5月19日(火) 列王上7章
一本は南側に立てられて、ヤキンと名付けられ、もう一本は北側に立てられて、ボアズと名付けられた。日本聖書協会『聖書 新共同訳』列王記上 7章21節
ソロモンの王宮と、神殿の庭を飾る青銅の器具の製作が描かれています。冒頭、ソロモンが神殿建設に要した七年の倍近い「十三年」をかけて自分の王宮を建てたという記述に、私たちは人間の栄華への執着と、忍び寄る危うさを感じ取ります。
そのような人間の弱さを支えるかのように、神殿の入口には象徴的な二本の柱が立てられました。それぞれ「ヤキン」と「ボアズ」と呼ばれています。ボアズは「力を持って」、ヤキンは「建てる」という意味です。合わせると「主が力をもって建てられる」という意味です。
専門家はこの柱は建物の屋根を支えてはいなかった、と考えています。

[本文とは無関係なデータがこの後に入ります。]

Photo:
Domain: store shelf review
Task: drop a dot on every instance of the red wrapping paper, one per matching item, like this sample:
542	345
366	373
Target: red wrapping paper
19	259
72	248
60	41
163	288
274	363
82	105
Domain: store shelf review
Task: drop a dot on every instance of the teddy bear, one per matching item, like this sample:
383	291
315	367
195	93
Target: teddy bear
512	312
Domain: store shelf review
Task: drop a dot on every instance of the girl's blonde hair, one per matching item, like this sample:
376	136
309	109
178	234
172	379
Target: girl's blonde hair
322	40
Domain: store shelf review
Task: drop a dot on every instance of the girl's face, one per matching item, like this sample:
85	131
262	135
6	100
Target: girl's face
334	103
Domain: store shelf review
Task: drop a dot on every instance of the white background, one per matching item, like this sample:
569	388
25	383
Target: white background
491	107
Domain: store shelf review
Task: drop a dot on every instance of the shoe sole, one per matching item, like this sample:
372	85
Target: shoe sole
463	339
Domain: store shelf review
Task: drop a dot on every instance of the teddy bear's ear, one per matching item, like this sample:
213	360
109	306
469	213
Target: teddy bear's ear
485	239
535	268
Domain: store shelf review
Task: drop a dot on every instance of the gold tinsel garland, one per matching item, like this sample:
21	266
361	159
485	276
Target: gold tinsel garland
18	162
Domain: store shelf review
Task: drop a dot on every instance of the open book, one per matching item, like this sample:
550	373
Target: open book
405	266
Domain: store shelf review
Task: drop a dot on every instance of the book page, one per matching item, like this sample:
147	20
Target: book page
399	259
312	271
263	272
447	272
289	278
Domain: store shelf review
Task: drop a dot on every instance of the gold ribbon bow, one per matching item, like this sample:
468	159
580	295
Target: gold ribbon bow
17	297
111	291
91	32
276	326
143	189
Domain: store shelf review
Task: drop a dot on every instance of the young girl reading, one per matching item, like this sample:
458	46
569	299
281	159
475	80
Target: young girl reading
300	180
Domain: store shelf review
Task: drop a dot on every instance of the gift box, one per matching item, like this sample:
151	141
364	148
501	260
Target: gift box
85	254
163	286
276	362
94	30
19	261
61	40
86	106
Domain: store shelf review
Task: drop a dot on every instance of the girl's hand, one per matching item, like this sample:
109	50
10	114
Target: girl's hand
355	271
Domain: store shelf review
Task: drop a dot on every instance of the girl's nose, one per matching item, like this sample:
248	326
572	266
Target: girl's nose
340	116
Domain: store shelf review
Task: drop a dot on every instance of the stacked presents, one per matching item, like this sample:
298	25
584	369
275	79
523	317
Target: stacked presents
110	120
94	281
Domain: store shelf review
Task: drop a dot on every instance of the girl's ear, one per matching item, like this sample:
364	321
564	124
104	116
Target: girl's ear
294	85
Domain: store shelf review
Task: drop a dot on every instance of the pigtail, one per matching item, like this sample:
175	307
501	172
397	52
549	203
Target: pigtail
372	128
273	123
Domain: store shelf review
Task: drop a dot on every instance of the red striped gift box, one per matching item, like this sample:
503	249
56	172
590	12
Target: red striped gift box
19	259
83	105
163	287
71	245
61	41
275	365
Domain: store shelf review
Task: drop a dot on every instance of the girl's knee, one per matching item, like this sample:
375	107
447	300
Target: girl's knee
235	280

これらは構造上の柱ではなく、信仰のモニュメントでした。神殿を訪れる人々は、門をくぐるたびにこの柱を見上げ、こう確認したのです。この国と神殿を支えているのは、ソロモンの財力でも、石の頑丈さでもない。主ご自身がこれを建て、主の力がこれを保っておられるのだ、と。
私たちの取り組む神の働きや人生も同様です。自分の努力や計画という柱だけで建物を支えようとすれば、やがて疲弊し、崩れてしまいます。しかし、私たちの入口にはヤキンとボアズが立っています。この信仰の柱こそが、教会と私たちの歩みを、真の意味で支えているのです。
【祈り】
教会も日々の歩みも、どうぞあなたが支えてください。